If Maryland was willing to fork out $28.8 million last year to keep Marriott International Inc. from shifting its headquarters across the Potomac, it should be prepared to offer up to 3 1/2 times as much to retain the General Motors Corp. assembly plant in Baltimore, a leading economist said yesterday.
"Considering the economic impact of the General Motors plant on this region, a $50 million to $100 million incentive package to GM would not be particularly irresponsible," said Anirban Basu, director of applied economics for Towson University's Regional Economic Studies Institute.
Calling such state incentives "corporate welfare," Basu said the offer should be made only if the world's largest automaker agrees to produce in Baltimore a new vehicle that would keep the 65-year-old Broening Highway plant viable for many years to come.
GM is the city's largest manufacturing employer. It employs 2,400 workers, but up to 1,200 of them stand to lose their jobs in July when the van plant eliminates its second shift.
GM has said it will continue production of the Chevrolet Astro and GMC Safari vans at the Broening Highway plant until the third quarter of 2003.
After that, the company said, the market for the vans will determine the plant's future. Next year, about 380 assembly plant workers are scheduled to be transferred to GM's new $216 million Allison Transmission plant in White Marsh. The site has sufficient space to allow for the plant and its work force to double in size.
Basu calculates that the assembly plant pumps between $800 million and $900 million into the regional economy each year. The state puts the figure at $1 billion and says the plant creates another 3,500 related jobs. Top state officials are scheduled to meet in Annapolis early next month with GM executives, including G. Richard Wagoner, president, and Thomas J. David, head of GM's Truck Group, to discuss the company's plans for Baltimore.
However, government officials are being tight-lipped about the financial package they will take to the table.
"If I give you a number and GM reads it, it becomes our top line, not our bottom line," said David Iannucci, deputy secretary of the Maryland Department of Business and Economic Development.
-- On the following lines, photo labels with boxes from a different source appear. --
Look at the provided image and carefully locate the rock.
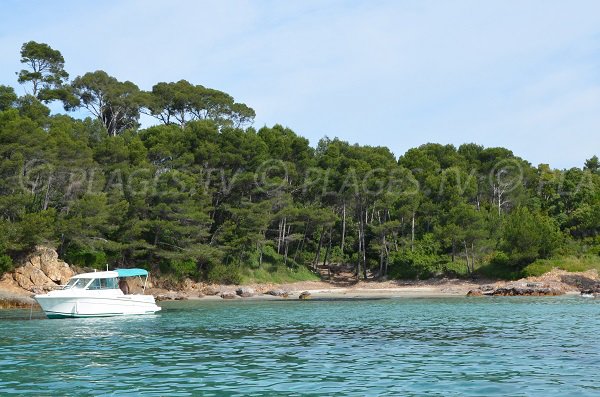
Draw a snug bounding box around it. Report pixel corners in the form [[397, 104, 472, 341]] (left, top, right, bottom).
[[235, 287, 255, 298], [267, 289, 289, 298], [14, 263, 56, 291], [14, 267, 34, 291], [30, 268, 55, 287], [467, 289, 483, 296], [202, 285, 221, 296], [20, 246, 75, 288], [154, 291, 188, 302], [221, 291, 237, 299]]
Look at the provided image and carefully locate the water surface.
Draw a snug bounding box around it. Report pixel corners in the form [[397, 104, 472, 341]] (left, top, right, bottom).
[[0, 297, 600, 396]]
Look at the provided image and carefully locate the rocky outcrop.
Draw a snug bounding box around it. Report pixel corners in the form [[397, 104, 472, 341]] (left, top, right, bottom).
[[267, 289, 289, 298], [467, 281, 565, 296], [12, 246, 75, 293], [221, 291, 237, 299], [155, 291, 188, 301], [235, 287, 255, 298]]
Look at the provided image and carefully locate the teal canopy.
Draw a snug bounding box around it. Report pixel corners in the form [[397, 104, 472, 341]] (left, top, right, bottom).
[[115, 268, 148, 277]]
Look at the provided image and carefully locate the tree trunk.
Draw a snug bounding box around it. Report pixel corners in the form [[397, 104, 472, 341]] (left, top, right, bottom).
[[341, 201, 346, 257], [463, 240, 471, 274], [323, 228, 331, 280], [313, 227, 325, 270], [410, 211, 415, 251]]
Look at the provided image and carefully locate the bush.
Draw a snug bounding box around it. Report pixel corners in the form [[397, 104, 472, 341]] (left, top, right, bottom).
[[476, 251, 523, 280], [65, 248, 107, 270], [0, 254, 14, 275], [206, 263, 242, 284], [389, 250, 440, 279], [169, 259, 198, 279]]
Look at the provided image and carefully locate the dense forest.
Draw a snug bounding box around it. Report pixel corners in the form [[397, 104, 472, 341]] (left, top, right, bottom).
[[0, 41, 600, 283]]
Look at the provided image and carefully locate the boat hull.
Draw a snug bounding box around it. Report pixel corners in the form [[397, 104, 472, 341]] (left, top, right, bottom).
[[35, 295, 160, 318]]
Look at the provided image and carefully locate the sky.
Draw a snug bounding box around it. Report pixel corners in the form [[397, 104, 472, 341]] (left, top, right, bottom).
[[0, 0, 600, 168]]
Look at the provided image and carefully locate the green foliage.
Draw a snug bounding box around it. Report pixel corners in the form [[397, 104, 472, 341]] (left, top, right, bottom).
[[206, 263, 242, 284], [501, 207, 561, 268], [0, 254, 13, 276], [18, 41, 69, 100], [64, 248, 108, 270], [389, 234, 443, 279], [0, 42, 600, 283]]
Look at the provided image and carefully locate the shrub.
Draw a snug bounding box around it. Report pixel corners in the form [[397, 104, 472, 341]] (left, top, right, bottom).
[[206, 263, 242, 284], [65, 248, 107, 270], [0, 254, 13, 275], [169, 259, 198, 279], [389, 250, 440, 279]]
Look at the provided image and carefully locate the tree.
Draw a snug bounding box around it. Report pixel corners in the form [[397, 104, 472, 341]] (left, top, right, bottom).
[[64, 70, 141, 136], [18, 41, 69, 101], [501, 207, 561, 267], [144, 80, 255, 128], [583, 156, 600, 174], [0, 85, 17, 112]]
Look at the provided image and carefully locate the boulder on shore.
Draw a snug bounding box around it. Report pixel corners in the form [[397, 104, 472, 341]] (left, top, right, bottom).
[[235, 287, 255, 298], [221, 291, 237, 299], [467, 281, 565, 296], [12, 246, 75, 292], [267, 289, 289, 298]]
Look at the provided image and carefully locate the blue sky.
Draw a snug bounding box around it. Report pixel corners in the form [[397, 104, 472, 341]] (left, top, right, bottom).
[[0, 0, 600, 168]]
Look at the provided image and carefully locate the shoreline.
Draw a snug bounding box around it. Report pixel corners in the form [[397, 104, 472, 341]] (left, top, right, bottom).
[[0, 270, 600, 309]]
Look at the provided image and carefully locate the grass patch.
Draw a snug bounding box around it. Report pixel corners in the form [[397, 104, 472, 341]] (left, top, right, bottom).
[[241, 264, 320, 284], [523, 256, 600, 277]]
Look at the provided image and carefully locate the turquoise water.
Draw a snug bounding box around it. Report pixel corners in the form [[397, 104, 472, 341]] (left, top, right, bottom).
[[0, 297, 600, 396]]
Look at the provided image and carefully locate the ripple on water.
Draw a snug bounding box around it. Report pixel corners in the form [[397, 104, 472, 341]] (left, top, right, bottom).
[[0, 297, 600, 396]]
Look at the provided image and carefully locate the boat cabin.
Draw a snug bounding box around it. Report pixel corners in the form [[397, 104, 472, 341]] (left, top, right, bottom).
[[63, 269, 148, 292]]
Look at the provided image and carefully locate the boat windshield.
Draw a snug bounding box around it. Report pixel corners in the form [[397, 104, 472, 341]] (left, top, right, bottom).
[[88, 278, 119, 289], [64, 278, 90, 289]]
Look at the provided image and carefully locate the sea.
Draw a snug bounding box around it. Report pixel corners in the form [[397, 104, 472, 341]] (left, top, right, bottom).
[[0, 296, 600, 397]]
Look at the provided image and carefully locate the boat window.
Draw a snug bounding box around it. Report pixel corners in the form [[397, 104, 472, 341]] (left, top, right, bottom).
[[88, 278, 119, 289], [88, 278, 102, 289], [65, 278, 90, 289]]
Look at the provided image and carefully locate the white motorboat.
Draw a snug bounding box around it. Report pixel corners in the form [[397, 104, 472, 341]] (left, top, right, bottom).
[[34, 269, 160, 318]]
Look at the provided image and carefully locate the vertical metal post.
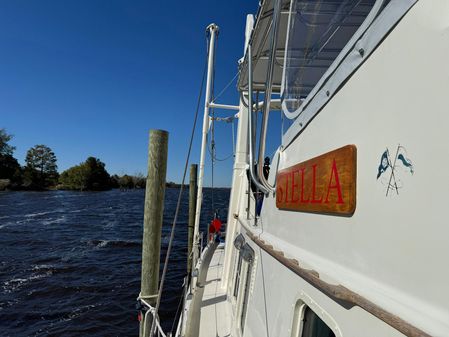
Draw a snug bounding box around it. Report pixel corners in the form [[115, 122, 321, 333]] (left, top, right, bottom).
[[247, 44, 268, 193], [192, 23, 219, 276], [187, 164, 198, 280], [140, 130, 168, 337], [257, 0, 281, 191]]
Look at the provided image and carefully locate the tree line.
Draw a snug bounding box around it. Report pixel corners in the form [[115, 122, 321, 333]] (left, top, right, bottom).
[[0, 129, 146, 191]]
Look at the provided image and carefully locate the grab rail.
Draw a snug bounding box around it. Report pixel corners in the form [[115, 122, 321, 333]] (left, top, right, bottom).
[[258, 0, 281, 191], [247, 0, 281, 194], [247, 44, 269, 194]]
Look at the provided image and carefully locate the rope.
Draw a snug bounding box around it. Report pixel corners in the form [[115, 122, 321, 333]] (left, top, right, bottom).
[[150, 34, 209, 336], [137, 293, 167, 337]]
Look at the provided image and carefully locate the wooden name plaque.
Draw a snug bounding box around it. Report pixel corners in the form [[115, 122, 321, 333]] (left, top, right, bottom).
[[276, 145, 357, 215]]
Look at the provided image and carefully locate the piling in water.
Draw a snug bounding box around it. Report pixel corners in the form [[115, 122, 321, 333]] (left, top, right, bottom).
[[140, 130, 168, 337]]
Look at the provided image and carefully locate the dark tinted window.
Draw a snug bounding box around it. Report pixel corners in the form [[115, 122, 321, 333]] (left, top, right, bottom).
[[283, 0, 375, 112], [301, 307, 335, 337]]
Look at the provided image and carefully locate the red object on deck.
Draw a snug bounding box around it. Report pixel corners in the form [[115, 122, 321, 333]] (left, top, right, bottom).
[[211, 219, 221, 233]]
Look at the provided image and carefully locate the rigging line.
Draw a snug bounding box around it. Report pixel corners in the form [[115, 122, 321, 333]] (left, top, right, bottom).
[[212, 71, 239, 102], [207, 124, 235, 162], [150, 35, 209, 336]]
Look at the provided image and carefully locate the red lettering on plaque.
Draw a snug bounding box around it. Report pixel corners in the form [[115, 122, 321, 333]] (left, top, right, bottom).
[[276, 145, 357, 215]]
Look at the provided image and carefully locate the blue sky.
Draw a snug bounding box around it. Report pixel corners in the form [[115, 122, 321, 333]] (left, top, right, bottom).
[[0, 0, 258, 186]]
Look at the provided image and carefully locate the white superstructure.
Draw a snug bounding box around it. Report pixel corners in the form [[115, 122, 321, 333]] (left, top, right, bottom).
[[178, 0, 449, 337]]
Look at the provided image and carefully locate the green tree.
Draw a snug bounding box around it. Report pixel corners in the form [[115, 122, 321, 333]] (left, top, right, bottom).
[[0, 129, 22, 187], [59, 163, 89, 191], [85, 157, 111, 191], [0, 129, 16, 156], [24, 144, 58, 188], [59, 157, 112, 191], [118, 174, 134, 190]]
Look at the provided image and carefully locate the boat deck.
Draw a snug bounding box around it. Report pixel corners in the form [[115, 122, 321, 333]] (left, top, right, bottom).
[[199, 247, 231, 337]]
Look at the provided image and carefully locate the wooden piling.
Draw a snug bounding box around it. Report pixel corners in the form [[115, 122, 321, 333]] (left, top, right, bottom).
[[187, 164, 198, 279], [140, 130, 168, 337]]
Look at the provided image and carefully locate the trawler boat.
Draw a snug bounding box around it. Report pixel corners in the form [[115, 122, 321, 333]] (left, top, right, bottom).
[[170, 0, 449, 337]]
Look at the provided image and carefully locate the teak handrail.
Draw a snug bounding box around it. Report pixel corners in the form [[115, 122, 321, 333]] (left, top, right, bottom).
[[246, 231, 431, 337]]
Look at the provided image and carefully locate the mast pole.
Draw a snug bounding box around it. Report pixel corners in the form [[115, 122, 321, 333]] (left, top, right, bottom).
[[192, 23, 219, 276]]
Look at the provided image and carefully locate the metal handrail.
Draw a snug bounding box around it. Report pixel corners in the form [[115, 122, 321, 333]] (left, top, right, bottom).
[[247, 44, 269, 194], [256, 0, 281, 191]]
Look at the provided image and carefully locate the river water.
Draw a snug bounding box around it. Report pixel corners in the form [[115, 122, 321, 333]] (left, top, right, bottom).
[[0, 189, 229, 337]]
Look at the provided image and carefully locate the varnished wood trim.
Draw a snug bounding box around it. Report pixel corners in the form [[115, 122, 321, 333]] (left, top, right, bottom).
[[246, 231, 431, 337]]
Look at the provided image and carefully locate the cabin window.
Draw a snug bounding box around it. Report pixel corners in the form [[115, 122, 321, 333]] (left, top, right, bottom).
[[291, 301, 335, 337], [282, 0, 382, 117], [301, 306, 335, 337]]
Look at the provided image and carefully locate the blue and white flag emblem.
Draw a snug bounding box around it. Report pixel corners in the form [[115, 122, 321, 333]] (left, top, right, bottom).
[[377, 150, 391, 179], [397, 146, 414, 174]]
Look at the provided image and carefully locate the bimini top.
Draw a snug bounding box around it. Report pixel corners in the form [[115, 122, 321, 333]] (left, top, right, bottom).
[[238, 0, 378, 98]]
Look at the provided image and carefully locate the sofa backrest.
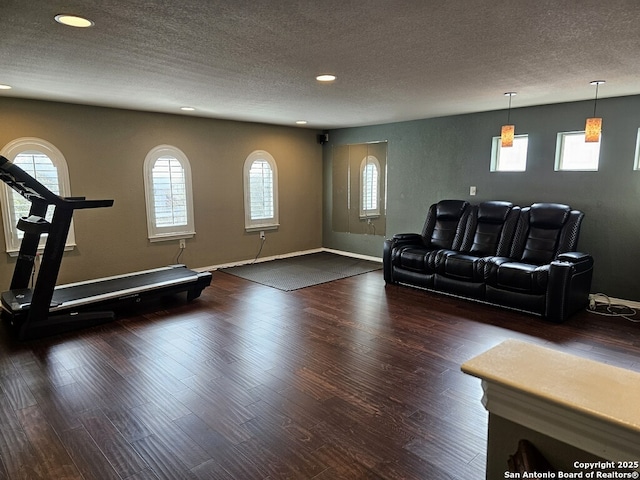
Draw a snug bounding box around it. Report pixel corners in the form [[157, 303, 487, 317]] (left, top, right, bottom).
[[509, 203, 584, 265], [422, 200, 471, 250], [462, 201, 520, 257]]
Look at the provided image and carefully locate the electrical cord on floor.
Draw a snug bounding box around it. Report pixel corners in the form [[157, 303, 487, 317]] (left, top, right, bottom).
[[587, 293, 640, 323], [249, 237, 267, 265]]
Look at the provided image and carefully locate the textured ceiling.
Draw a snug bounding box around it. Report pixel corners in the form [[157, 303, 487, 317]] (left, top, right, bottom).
[[0, 0, 640, 128]]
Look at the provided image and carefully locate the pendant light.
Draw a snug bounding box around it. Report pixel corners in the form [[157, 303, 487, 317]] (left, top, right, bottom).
[[584, 80, 604, 142], [500, 92, 516, 147]]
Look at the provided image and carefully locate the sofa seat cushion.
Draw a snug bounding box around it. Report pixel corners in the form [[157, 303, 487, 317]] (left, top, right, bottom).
[[487, 262, 549, 294], [436, 251, 485, 282]]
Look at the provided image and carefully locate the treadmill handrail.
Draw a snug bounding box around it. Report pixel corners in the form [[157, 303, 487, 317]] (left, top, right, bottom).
[[0, 155, 113, 210]]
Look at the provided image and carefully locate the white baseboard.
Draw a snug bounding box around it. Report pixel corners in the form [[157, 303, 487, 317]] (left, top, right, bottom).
[[589, 293, 640, 311], [192, 248, 382, 272]]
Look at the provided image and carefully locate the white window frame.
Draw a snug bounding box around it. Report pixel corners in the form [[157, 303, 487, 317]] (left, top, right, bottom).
[[144, 145, 196, 242], [0, 137, 76, 257], [242, 150, 280, 232], [490, 134, 529, 172], [555, 130, 602, 172], [360, 155, 381, 218]]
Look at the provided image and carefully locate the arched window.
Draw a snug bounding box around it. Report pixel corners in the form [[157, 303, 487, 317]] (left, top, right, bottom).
[[144, 145, 196, 242], [0, 137, 75, 255], [360, 155, 380, 218], [244, 150, 279, 231]]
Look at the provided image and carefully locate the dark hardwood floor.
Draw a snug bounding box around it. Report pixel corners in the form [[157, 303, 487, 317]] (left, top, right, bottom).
[[0, 271, 640, 480]]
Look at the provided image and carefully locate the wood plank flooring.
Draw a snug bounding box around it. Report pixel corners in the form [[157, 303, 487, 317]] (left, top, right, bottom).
[[0, 271, 640, 480]]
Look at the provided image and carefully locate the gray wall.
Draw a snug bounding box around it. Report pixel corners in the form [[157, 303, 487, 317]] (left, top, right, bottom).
[[323, 96, 640, 301], [0, 98, 322, 289]]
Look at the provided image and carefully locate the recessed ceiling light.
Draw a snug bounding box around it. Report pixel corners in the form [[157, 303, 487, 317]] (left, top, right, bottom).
[[55, 13, 95, 28], [316, 73, 336, 82]]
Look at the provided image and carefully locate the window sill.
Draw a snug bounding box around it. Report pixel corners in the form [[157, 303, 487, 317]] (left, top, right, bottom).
[[6, 243, 77, 258]]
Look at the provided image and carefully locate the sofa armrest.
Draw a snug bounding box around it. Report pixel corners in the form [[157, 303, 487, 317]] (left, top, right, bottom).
[[545, 252, 593, 323], [391, 233, 424, 245], [556, 252, 593, 272], [382, 233, 424, 283]]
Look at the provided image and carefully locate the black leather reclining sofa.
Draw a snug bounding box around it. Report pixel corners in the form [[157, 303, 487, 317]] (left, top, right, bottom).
[[383, 200, 593, 323]]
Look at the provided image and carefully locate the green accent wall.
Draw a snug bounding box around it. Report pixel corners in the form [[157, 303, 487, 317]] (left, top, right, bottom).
[[323, 96, 640, 301]]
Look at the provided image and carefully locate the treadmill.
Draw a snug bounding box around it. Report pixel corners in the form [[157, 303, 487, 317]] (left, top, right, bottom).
[[0, 155, 211, 340]]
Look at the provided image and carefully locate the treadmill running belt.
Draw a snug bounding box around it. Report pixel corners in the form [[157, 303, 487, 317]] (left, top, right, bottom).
[[51, 268, 197, 305]]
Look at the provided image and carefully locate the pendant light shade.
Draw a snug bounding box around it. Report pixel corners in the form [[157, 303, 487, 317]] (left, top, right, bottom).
[[500, 92, 516, 147], [584, 117, 602, 142], [500, 125, 516, 147], [584, 80, 604, 142]]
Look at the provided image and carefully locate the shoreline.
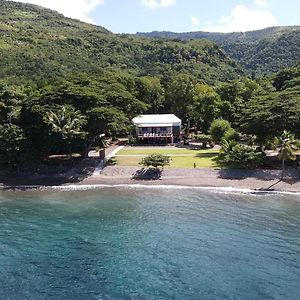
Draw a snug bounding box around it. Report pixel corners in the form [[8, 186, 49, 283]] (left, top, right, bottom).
[[0, 166, 300, 193]]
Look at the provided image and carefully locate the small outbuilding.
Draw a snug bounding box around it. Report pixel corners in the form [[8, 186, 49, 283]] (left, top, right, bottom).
[[132, 114, 181, 144]]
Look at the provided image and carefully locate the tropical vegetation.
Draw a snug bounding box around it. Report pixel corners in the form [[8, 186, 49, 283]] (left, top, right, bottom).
[[0, 0, 300, 170]]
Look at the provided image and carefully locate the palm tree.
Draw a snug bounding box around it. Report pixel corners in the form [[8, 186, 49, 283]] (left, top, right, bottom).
[[45, 106, 86, 157], [278, 130, 299, 180]]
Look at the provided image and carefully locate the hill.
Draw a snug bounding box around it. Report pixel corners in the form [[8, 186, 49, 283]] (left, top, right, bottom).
[[137, 26, 300, 73], [0, 0, 242, 83]]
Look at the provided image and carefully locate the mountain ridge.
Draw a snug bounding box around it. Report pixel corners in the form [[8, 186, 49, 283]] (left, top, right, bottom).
[[137, 26, 300, 74]]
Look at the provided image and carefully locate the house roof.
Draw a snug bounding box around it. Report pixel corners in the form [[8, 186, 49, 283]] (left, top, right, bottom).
[[132, 114, 181, 127]]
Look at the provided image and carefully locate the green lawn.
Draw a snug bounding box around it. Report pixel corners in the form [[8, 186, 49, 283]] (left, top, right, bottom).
[[117, 148, 218, 155], [111, 149, 219, 168]]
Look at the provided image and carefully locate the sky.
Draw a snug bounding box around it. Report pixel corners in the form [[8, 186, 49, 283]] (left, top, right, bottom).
[[9, 0, 300, 33]]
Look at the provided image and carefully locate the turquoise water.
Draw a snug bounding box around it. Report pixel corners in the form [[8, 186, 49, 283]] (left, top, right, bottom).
[[0, 187, 300, 300]]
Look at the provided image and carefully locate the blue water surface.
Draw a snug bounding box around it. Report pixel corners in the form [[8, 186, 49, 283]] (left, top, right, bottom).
[[0, 187, 300, 300]]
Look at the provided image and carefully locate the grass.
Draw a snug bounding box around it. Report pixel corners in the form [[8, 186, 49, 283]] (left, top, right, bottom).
[[117, 148, 218, 155], [111, 148, 220, 168]]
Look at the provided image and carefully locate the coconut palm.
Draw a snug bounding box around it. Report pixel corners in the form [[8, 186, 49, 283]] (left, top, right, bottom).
[[45, 106, 86, 157], [278, 130, 299, 180]]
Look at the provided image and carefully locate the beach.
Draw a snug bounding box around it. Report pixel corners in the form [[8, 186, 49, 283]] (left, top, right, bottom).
[[0, 166, 300, 192], [80, 166, 300, 192]]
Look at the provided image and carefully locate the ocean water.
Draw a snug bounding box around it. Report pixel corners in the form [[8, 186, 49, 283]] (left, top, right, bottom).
[[0, 187, 300, 300]]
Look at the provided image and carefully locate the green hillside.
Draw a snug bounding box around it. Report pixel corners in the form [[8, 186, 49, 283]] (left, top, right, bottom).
[[0, 0, 241, 83], [137, 26, 300, 74]]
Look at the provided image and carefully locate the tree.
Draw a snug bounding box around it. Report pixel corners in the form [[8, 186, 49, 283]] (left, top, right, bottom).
[[165, 74, 196, 123], [278, 130, 299, 180], [140, 153, 170, 169], [0, 124, 26, 168], [83, 107, 129, 157], [192, 83, 221, 132], [137, 76, 165, 114], [219, 140, 263, 168], [209, 119, 231, 143], [44, 106, 86, 157]]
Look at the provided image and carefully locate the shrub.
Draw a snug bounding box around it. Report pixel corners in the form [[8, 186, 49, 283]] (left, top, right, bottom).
[[209, 119, 231, 143], [224, 128, 239, 141], [196, 134, 212, 148], [219, 140, 264, 168], [0, 124, 26, 168], [140, 153, 170, 168]]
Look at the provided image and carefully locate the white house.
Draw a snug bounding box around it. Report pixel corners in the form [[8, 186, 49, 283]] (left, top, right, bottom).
[[132, 114, 181, 144]]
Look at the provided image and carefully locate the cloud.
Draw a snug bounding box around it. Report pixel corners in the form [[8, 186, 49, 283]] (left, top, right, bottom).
[[254, 0, 270, 8], [191, 17, 200, 28], [202, 5, 279, 32], [13, 0, 104, 23], [141, 0, 176, 10]]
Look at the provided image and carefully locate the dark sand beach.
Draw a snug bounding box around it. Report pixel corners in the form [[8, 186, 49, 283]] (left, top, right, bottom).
[[0, 166, 300, 192]]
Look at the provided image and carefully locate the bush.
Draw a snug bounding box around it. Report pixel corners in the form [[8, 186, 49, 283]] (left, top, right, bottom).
[[219, 140, 264, 168], [140, 153, 170, 168], [209, 119, 231, 143], [0, 124, 26, 168], [224, 128, 239, 141], [196, 134, 212, 148]]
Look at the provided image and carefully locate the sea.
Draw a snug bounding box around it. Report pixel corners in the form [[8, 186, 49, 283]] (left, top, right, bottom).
[[0, 185, 300, 300]]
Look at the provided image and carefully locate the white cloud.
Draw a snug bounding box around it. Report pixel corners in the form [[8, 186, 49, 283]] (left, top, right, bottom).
[[141, 0, 176, 10], [202, 5, 279, 32], [254, 0, 270, 8], [191, 17, 200, 28], [13, 0, 104, 23]]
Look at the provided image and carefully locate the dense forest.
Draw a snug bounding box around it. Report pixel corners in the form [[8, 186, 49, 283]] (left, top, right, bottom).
[[0, 0, 300, 169], [137, 26, 300, 75]]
While he wouldn't talk dollars, Iannucci expressed confidence that the state's package would be very competitive. He said it would likely contain a variety of tax credits. He said the old plant has been made a part of an enterprise zone, which would provide tax breaks for expansion.
The state has also assembled land adjacent to the current plant if GM wants to expand, and other tracts within a five-minute drive should the automaker desire to build a new factory.
David E. Cole, director of the University of Michigan's Office for the Study of Automotive Transportation, said state incentives are becoming increasingly important to GM as it works to reduce operating costs.
"It's one of the things they will look at, along with the age and the liability of the work force in Baltimore," he said. Liability deals with a contract provision that says GM must pay the wages of workers too young to retire if they cannot be shifted to another plant.
Cole said GM has a wide variety of new vehicles coming in the years ahead and will be selecting the locations where they will be produced. "Maryland should be making a full-blown effort to land one of them," he said.
Another part of the equation has to do with Sen. Barbara A. Mikulski and the fuel efficiency of cars and light trucks made in this country. Fuel standards, known as Corporate Average Fuel Economy (CAFE), were established in the mid-1970s in response to the OPEC oil embargo. Since 1994, the federal government has been trying to raise the standards for light trucks and sport utility vehicles. But every year Congress has rejected the move.
In the past, Mikulski has voted to keep the CAFE standards unchanged, proclaiming that she stands by GM because GM stands by Baltimore.
A member of the appropriations subcommittee on transportation, Mikulski is a key vote when it comes to standards. Capitol Hill sources say that if the Maryland Democrat changes her vote, she will take other votes with her, perhaps enough to allow for an increase in automotive fuel standards.